In the latest demonstration of how the COVID-19 pandemic has affected philanthropy in the region, California Lutheran University announced Jan. 20 that a major gift to its School of Management will be repurposed to support entrepreneurship programs and scholarships.
CLU President Lori Varlotta said Steve Dorfman, a retired technology and aerospace executive who had given the founding gift for a business school building, has agreed to redirect his original $6 million pledge to the new programs. The gift was announced in 2018 and is the largest in the university’s history.
Initially, $4.8 million will be deployed, $1.2 million of it to provide scholarships for undergraduate business students at the private Thousand Oaks university.

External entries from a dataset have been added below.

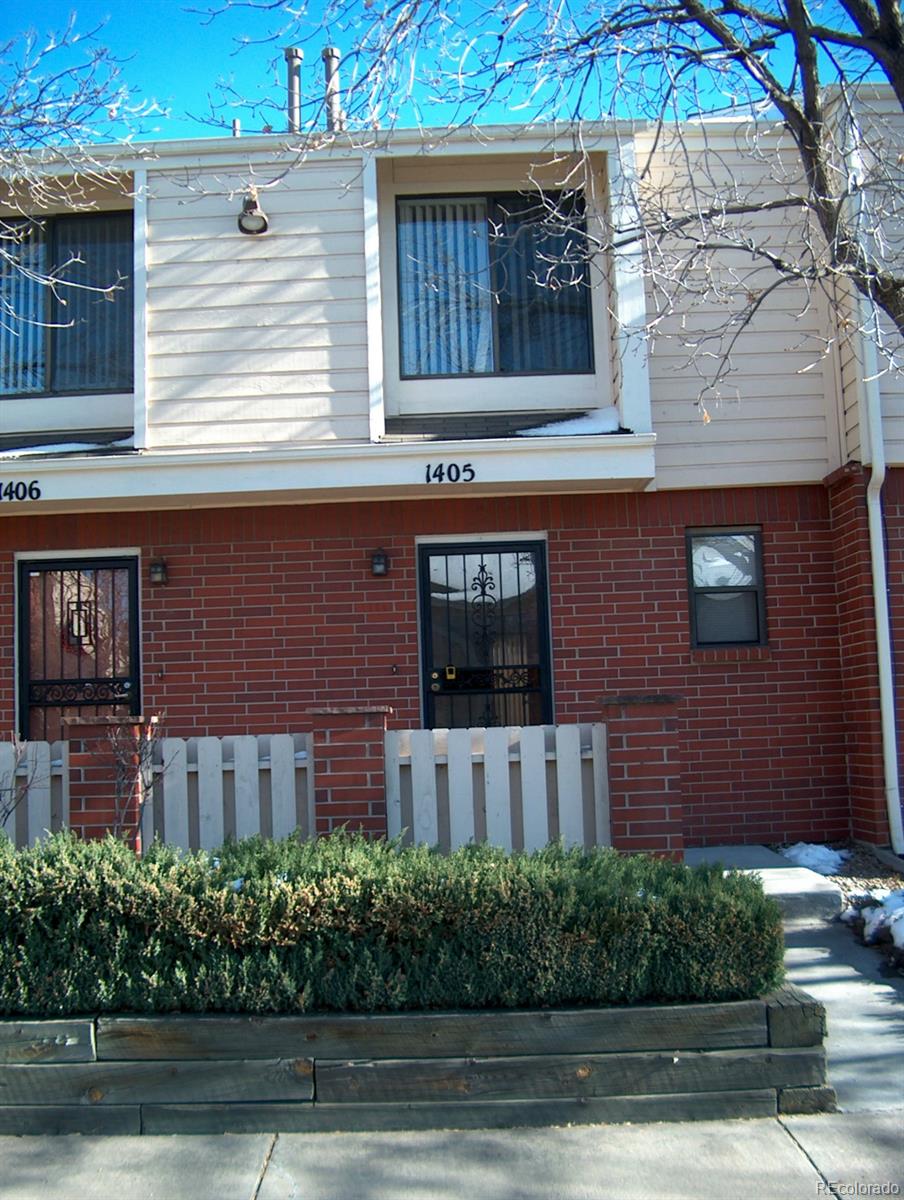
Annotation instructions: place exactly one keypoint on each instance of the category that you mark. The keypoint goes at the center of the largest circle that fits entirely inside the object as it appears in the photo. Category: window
(492, 285)
(726, 594)
(66, 305)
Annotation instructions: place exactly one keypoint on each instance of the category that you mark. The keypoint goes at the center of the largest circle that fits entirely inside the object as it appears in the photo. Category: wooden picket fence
(34, 790)
(516, 787)
(203, 790)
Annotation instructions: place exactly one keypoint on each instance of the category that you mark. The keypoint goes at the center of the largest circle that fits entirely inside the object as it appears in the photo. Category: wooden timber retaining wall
(465, 1069)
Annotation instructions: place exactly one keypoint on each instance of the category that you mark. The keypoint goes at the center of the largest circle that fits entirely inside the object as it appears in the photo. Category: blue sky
(173, 57)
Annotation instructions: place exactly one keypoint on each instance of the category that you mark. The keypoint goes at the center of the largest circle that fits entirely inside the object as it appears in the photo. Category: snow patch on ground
(815, 858)
(599, 420)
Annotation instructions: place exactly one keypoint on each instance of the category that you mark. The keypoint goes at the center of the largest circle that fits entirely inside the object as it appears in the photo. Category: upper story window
(492, 285)
(728, 605)
(66, 305)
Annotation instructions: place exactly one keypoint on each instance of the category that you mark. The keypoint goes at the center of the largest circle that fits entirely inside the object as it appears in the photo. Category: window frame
(49, 330)
(758, 587)
(492, 198)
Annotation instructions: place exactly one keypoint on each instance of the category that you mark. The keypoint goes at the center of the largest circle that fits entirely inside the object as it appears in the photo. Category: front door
(485, 641)
(78, 642)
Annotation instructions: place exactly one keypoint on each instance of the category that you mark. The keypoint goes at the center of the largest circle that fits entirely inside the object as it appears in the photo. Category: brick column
(860, 664)
(348, 768)
(105, 783)
(645, 796)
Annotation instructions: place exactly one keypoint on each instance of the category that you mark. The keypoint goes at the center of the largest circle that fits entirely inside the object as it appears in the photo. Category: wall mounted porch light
(157, 571)
(252, 219)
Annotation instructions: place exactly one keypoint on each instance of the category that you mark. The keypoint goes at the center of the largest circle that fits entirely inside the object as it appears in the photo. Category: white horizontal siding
(773, 418)
(256, 341)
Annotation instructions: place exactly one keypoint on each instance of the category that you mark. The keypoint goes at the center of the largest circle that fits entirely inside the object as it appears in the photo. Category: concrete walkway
(789, 1157)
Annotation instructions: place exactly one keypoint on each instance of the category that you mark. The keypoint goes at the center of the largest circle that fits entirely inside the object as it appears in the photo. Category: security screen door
(485, 635)
(78, 642)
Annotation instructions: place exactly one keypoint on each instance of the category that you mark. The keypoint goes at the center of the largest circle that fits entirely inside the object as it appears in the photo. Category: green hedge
(348, 925)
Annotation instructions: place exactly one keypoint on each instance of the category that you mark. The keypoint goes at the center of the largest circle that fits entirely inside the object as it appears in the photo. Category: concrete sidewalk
(800, 1158)
(792, 1157)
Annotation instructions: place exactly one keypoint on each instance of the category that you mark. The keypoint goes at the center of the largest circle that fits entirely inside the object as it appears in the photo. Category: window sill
(731, 654)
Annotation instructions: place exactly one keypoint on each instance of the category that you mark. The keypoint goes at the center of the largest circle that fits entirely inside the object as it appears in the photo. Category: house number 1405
(450, 473)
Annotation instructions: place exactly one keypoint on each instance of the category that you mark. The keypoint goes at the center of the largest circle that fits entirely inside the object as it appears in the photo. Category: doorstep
(802, 894)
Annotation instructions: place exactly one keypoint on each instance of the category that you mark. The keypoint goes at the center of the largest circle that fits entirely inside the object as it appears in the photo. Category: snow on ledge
(816, 858)
(598, 420)
(66, 448)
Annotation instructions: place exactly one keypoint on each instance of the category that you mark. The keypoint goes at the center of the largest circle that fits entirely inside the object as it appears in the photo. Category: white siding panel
(255, 341)
(774, 415)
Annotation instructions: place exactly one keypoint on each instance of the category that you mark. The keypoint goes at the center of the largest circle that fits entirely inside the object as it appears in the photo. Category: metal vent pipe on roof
(293, 55)
(335, 119)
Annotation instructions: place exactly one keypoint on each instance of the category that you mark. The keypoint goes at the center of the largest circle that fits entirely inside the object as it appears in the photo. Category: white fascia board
(359, 472)
(223, 151)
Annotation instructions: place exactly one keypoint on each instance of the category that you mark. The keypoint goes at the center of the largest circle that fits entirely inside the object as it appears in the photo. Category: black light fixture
(157, 571)
(252, 219)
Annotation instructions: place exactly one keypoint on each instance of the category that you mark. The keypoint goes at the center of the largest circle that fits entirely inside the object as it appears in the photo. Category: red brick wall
(860, 675)
(893, 509)
(273, 611)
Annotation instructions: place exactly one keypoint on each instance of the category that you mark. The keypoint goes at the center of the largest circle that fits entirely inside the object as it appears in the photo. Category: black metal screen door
(485, 635)
(78, 642)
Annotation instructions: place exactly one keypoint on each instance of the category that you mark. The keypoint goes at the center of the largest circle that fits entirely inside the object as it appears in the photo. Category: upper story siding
(773, 418)
(283, 341)
(253, 341)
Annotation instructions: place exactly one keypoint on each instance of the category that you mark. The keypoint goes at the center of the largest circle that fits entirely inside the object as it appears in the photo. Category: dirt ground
(864, 873)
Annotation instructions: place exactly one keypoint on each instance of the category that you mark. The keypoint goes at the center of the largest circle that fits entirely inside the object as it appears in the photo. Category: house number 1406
(450, 473)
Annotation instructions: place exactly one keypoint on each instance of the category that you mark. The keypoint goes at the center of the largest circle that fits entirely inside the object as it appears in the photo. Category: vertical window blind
(492, 285)
(66, 305)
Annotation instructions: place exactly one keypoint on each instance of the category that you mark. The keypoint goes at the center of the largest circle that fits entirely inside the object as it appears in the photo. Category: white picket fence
(34, 790)
(204, 790)
(518, 787)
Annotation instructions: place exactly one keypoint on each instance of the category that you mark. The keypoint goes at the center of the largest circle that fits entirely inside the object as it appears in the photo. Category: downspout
(872, 425)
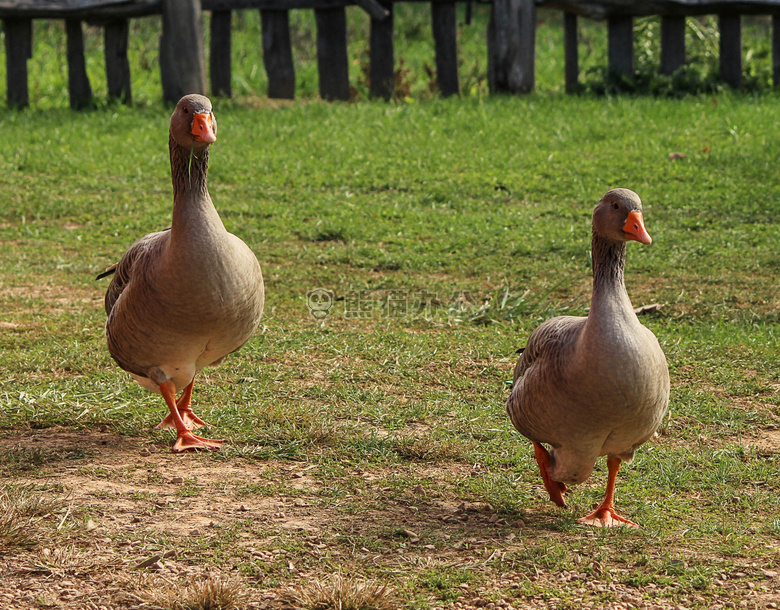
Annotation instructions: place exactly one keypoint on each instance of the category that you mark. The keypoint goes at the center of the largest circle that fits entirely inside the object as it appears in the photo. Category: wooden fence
(510, 42)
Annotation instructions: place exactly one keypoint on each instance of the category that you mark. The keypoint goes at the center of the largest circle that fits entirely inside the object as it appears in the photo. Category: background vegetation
(460, 224)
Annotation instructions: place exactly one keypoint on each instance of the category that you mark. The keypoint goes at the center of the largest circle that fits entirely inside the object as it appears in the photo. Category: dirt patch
(135, 520)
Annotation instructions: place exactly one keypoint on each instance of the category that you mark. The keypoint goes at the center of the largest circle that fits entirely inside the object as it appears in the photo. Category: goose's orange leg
(605, 515)
(184, 406)
(184, 438)
(554, 488)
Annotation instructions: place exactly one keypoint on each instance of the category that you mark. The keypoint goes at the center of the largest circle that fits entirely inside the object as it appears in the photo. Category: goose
(597, 385)
(183, 298)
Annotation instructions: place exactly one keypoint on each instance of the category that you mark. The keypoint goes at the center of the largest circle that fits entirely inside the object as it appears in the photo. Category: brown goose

The remaining $3.6 million will be used to establish a “Steven D. Dorfman Professorship in Practice of Innovation and Entrepreneurship,” to make equity investments in startups by CLU alumni or students and support the university’s New Venture Competition.

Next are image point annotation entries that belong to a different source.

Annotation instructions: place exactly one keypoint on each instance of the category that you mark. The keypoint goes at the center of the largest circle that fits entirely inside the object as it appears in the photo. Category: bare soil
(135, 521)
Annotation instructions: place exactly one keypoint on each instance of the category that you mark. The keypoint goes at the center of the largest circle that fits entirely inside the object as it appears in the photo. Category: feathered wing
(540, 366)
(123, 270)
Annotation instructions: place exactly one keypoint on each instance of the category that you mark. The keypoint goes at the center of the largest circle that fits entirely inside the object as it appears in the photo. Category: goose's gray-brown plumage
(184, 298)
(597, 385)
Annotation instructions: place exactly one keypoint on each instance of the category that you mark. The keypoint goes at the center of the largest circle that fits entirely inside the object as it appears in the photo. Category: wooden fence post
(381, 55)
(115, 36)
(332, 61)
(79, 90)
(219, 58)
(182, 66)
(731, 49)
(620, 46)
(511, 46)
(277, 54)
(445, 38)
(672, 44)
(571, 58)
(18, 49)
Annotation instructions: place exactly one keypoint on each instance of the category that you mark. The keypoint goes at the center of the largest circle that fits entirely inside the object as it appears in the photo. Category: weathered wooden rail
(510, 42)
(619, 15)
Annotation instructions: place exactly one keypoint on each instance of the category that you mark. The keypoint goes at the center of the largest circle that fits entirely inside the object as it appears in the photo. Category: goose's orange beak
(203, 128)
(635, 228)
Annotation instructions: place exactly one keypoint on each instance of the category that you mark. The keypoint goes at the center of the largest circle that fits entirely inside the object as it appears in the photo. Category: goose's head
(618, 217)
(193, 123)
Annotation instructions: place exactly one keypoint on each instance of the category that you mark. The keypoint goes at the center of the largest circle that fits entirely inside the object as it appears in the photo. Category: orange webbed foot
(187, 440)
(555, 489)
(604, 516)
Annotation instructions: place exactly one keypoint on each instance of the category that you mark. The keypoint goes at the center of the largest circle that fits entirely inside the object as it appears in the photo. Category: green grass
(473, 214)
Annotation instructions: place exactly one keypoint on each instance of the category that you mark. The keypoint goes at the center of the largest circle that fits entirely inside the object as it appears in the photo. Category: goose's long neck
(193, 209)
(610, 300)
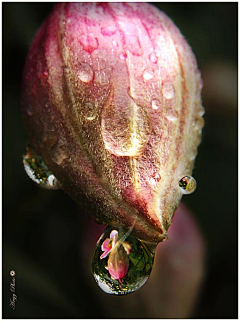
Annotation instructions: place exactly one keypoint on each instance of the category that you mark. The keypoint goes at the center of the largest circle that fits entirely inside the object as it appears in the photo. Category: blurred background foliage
(43, 230)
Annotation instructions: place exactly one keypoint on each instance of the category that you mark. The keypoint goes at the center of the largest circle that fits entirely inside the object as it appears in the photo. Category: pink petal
(127, 247)
(114, 237)
(105, 253)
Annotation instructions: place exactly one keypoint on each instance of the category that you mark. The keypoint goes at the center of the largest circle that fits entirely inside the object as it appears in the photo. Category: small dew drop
(156, 104)
(60, 154)
(172, 115)
(89, 42)
(123, 56)
(121, 263)
(201, 111)
(148, 74)
(37, 170)
(153, 57)
(187, 184)
(30, 113)
(90, 112)
(85, 74)
(168, 90)
(161, 38)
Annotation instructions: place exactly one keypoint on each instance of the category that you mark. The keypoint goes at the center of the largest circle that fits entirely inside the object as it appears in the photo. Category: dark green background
(43, 230)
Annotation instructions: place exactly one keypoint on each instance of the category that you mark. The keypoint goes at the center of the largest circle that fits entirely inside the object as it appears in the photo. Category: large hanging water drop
(37, 170)
(121, 263)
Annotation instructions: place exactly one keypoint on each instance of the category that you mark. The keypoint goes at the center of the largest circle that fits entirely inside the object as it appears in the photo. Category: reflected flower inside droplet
(121, 263)
(187, 184)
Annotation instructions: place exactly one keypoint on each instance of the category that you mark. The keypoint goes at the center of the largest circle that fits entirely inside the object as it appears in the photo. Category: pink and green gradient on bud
(112, 102)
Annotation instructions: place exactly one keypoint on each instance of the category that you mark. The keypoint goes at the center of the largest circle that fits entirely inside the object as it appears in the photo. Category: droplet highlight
(168, 90)
(147, 74)
(153, 57)
(37, 170)
(187, 184)
(121, 263)
(89, 42)
(90, 111)
(156, 104)
(85, 73)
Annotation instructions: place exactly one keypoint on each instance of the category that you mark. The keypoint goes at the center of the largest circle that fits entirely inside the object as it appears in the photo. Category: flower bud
(111, 101)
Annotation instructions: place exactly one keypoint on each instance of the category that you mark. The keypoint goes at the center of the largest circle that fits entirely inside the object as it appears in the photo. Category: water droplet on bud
(168, 90)
(37, 170)
(121, 263)
(156, 104)
(85, 73)
(148, 74)
(187, 184)
(90, 112)
(153, 57)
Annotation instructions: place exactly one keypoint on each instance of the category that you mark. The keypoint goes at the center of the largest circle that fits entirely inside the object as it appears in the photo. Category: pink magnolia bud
(111, 100)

The CLU entrepreneurship center will be renamed for Dorfman and Mike Panesis, who currently runs the program and will become the first Dorfman professor.
“The study of entrepreneurship is still in its infancy,” Panesis said in a phone interview. “This was the right thing to do at the right time.”
The grant will be effective immediately, although Panesis said it will take time to form an advisory council to help guide the investment.